Councilmember Mike O’Brien (District 6 – Northwest Seattle) issued the following statement today announcing his decision against seeking re-election:
“After nearly a decade serving as a Seattle City Councilmember today I’m announcing my decision not to seek re-election in District 6.
“It has been both an honor and privilege to serve the people of one of the finest cities in the world. I want to thank the people of this city and District 6 who put their trust in me to represent their progressive values and independent spirit that is so much of what we cherish about Seattle.
“I came into office because of my convictions about climate change. And together with community I got to work establishing the City’s Climate Action Plan, pledging to be carbon neutral by 2050. And I have helped establish Seattle as a national leader on climate issues. We have reduced our waste, made our buildings more energy efficient, and gotten many more people to get around by walking, biking, and taking transit.
“The same passion and drive I have to tackle an enormous issue like climate change at the local level also led me to expand what it means to live in a sustainable world. Our planet is burning because we have a system that privileges the accumulation of wealth over the needs of our people and our planet.
“When people can’t afford to live near where they work, when they don’t have access to good jobs, when we make it a crime to be poor or suffering from addiction, when we jail our children, and when all of this disproportionately falls on people of color, we perpetuate toxicity and waste, and cause harm to this planet.
“I realized over time that it will take more than political will if are to dismantle these systems that stall progress. And when people are suffering from immediate crises, it’s harder to tackle a larger existential crisis that is climate change.
“Transforming the economy requires the whole community. And so for the last decade I have worked with community partners (some of whom are here with me today) to tackle the biggest issues our City faces.
“They helped to open my eyes, and evolve my thinking to better understand the systems we are fighting against. Together we charted the path forward on getting more affordable housing options in this City, starting with asking developers to contribute more to housing during South Lake Union’s upzone in 2013 and providing more small-scale housing in single family zones with accessory dwelling units (ADUs).
“Together, we also championed social justice causes including $15/hour minimum wage, collective bargaining rights for drivers, and more stable options for people living in vehicles and without shelter. We fought to find alternatives to incarcerating our kids and to provide good, local jobs with the Priority Hire and Green Pathways programs.
“Racial justice, housing justice and climate justice … I take pride in the strides we’ve made since I first came to office. By many measures, we are a more prosperous and equitable City than we were a decade ago. I am immensely proud of the opportunities we’ve established in my time here. But our great wealth accumulation has also caused great inequity and displacement. The challenge before us here forward as a city will be to help bridge that gap between those of us who have power to share our resources and privileges with those among us who do not.
“Paul Lambros, K.C. Golden, Jill Mangaliman and several other community partners are also focused on the values that I hope will continue to define our City even after I step back. Helping the most vulnerable in our society, creating transformative change centered around those most impacted by inequities, bold leadership in the face of enormous countervailing forces. These values are bigger than any one elected official.

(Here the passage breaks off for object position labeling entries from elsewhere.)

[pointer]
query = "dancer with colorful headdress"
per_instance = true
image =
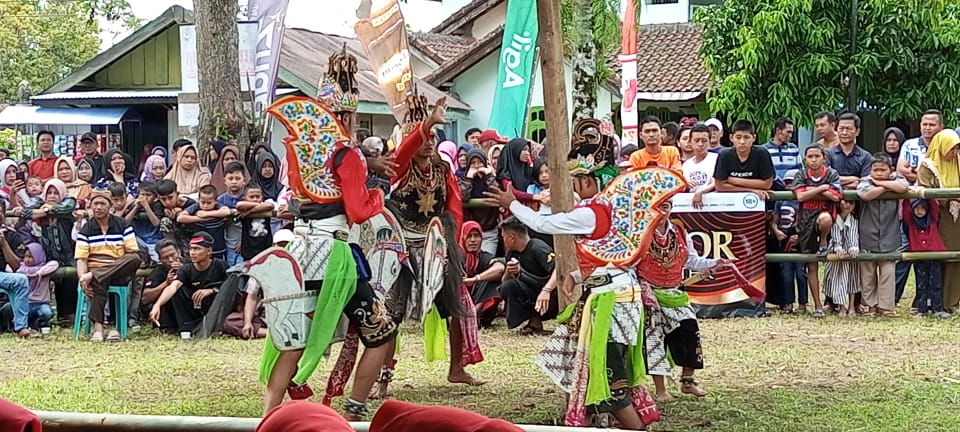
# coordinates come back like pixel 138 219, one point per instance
pixel 327 176
pixel 426 200
pixel 596 354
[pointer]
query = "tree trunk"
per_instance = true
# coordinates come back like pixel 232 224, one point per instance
pixel 221 109
pixel 585 65
pixel 558 138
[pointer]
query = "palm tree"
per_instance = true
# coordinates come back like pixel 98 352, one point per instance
pixel 591 36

“To truly serve the people of Seattle — those who are making it and many, many who are not — bold leadership will continue to be vital to the future of our city’s ability to thrive. In my remaining term and beyond, I plan to keep looking for ways to help folks find their foothold in this ever-changing city.
“City Council seats aren’t lifetime appointments. I consider today’s announcement a way to step back — and not step away — to explore other ways I can contribute to this great City and allow new voices to come to the table at City Council.
“I choose to believe this City can overcome the polarization that’s become the norm, that the majority of voters of Seattle will choose City representatives that inspire vision, and not fear.
“I have tremendous faith in democracy and in people and the opportunity that comes along with the new leadership.”